Parsing JSON

You can read from JSON data sources that are continually updated (streaming) using s-Server’s Extensible Common Data framework. s-Server’s JSON parsing is based on the Jackson JSON processor. More information on this processor is found at https://github.com/FasterXML/jackson-docs. s-Server matches data types according to its Ingestion Rules for JSON.

You can also input data in larger chunks and parse it later using the Parser UDX. This UDX calls the parsers listed above in a function. For more information on using functions, see the topic Transforming Data in s-Server in this guide.

The s-Server trace log includes information on readers' and parsers' progress. See Periodic Parser Statistics Logging in the Administering Guavus SQLstream guide.

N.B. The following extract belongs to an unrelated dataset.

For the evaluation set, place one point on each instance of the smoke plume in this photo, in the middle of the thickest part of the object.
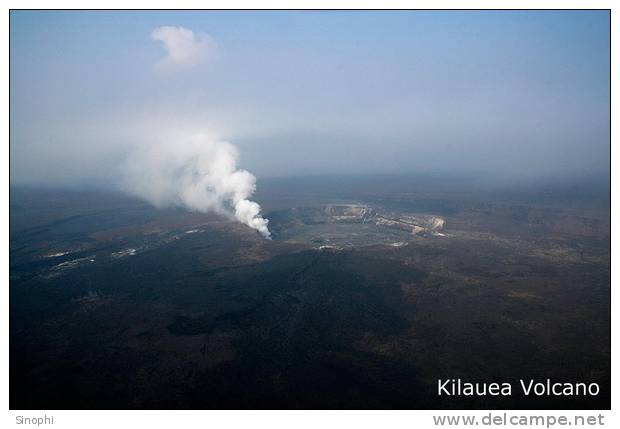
(197, 173)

JSON processing works like this:

  • s-Server receives a message from a data source such as the file system, kafka, or AMQP. Each message may contain one or more JSON records.
  • As with all data sources, s-Server reads the JSON records into a foreign stream. Each JSON record may get parsed into multiple rows of the stream.
  • s-Server parses these JSON records using a JSON path that you define for each column of the foreign stream. A JSON path describes the location of a field in a JSON record. JSON Path are analogous to XPath expressions for XML files.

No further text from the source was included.